The escarpment and high peaks are the capping on top of many horizontal layers of the Karoo Supergroup of rocks, which cover about two thirds of South Africa. The Drakensberg is made up of two distinct crowning layers: the Stormberg Group and volcanic basalt.
The Stormberg Group makes up the Little Berg and consists of three layers. The lowest are the Molteno Beds comprising mainly blue-grey sandstones that form terraces at the base of the Little Berg. Then come the Red Beds of red to purple mudstones and shales which form the grassy slopes. On top of this is the Clarens (or Cave) Sandstone layer which is soft and easily avoided and is where you’ll find the many caves of the Little Berg.
About 180 million years ago, when Gondwanaland began to split apart, huge fissures opened in the land and lava thrust to the surface, covering much of eastern South Africa. When the lava solidified, it formed the icing on the cake: the thick basalt layer that makes up the High Berg. Wind and water erosion have been doing their work ever since, creating the startling rock formations of these mountains.

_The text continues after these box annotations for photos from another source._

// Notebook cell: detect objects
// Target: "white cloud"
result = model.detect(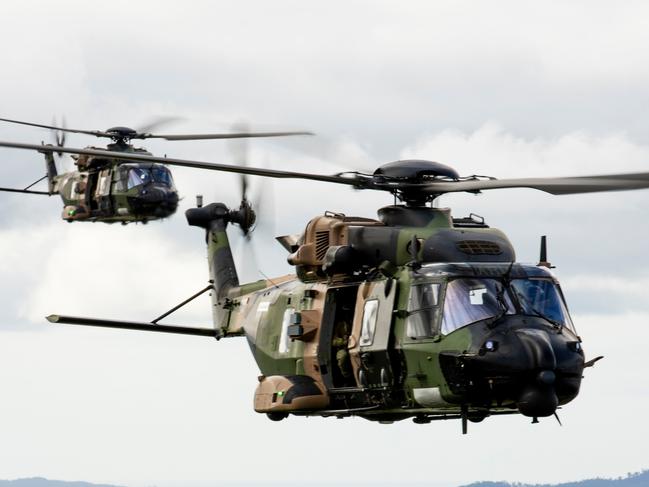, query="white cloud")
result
[0,1,649,487]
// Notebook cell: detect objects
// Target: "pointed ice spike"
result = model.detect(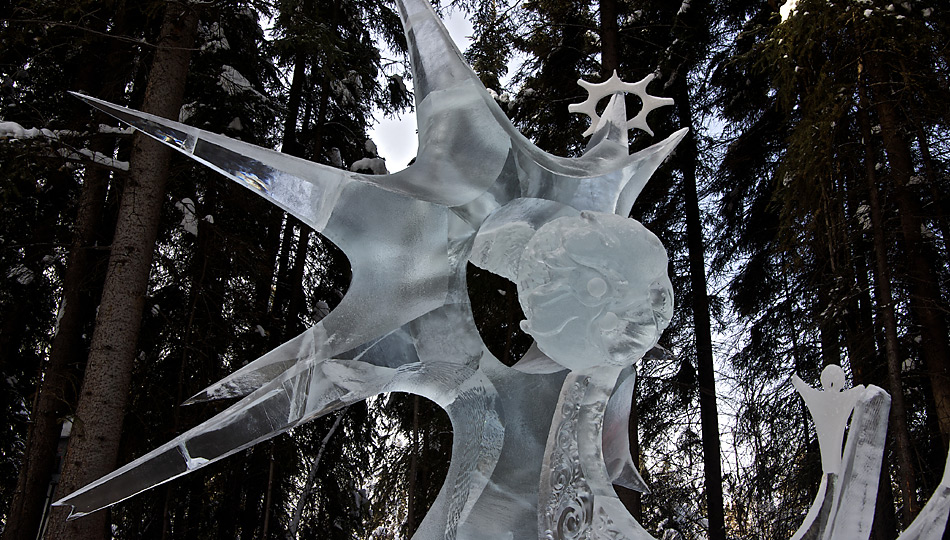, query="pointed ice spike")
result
[614,128,689,216]
[183,328,315,405]
[396,0,481,104]
[602,373,650,493]
[586,94,628,154]
[70,92,356,231]
[53,356,360,519]
[189,182,451,402]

It is estimated that the supercontinent Gondwana split apart between 250 and 200 million years ago, just as the last of the Clarens Sandstone suite of rocks was being laid down. As the supercontinent broke up, however, the awesome power of the planet manifested, and a wide flood of volcanic basalt boiled up from the Mantle and swept across the land.
When this molten basalt had cooled, the Karoo Supergroup found itself riddled with subterranean intrusions, and much of South Africa was covered by a layer of solid rock up to 1400 meters deep. Inevitably, erosion started eating away at this vast swathe of flood-basalt almost as soon as it started to cool. Water ran off the summits and formed rivers, which cut steep valleys into the rock. Wind whipped at the stone and carried away the smallest fragments, piece by piece.
Most importantly, changes in temperature made the rock fault and crack, and this caused large boulders to dislodge and tumble down the mountain slopes, resting at the bottom until they were picked to pieces by the eternal forces of wind and water.
The Victoria Falls in Northern Zimbabwe is just one of the many natural water features that cut through this flood-basalt and carried away the pieces. Today, the sheer walls of the Drakensberg, the Lubombo Mountains in Swaziland and the Lesotho Highlands are the only mountainous remnants of this great volcanic flood. And, one day, they too will be gone.
Even the face of the mighty Natal Drakensberg is currently retreating at the stately pace of 1 cm every decade. John Keats was right; all beauty is transient.
One of the most significant events in the planet's geological past was when supercontinent Gondwana broke up and Africa drifted southwards. In the process, the Southern shore of Africa crumpled like a carpet someone had tripped on to form the Cape Folded Mountains, while inland the mantle cracked and quaked, and lava spewed out from the guts of the earth.
Some of it was forced in-between the many layers of rock underground where it formed iron-like dolerite dykes and sills which, where exposed, now constitute the Karoo koppies. The main act, however, was the biggest pyroclastic fireworks earth has ever seen: for two million years molten lava intermittently inured out and covered just about the whole of South Africa in an icing of pumice-like basalt up to 5 km thick in places.
Erosion has whittled away the soft rock, and now what we can see left of it makes up KwaZulu-Natal's Drakensberg escarpment and Lesotho's Highlands. But what a glorious escarpment it is.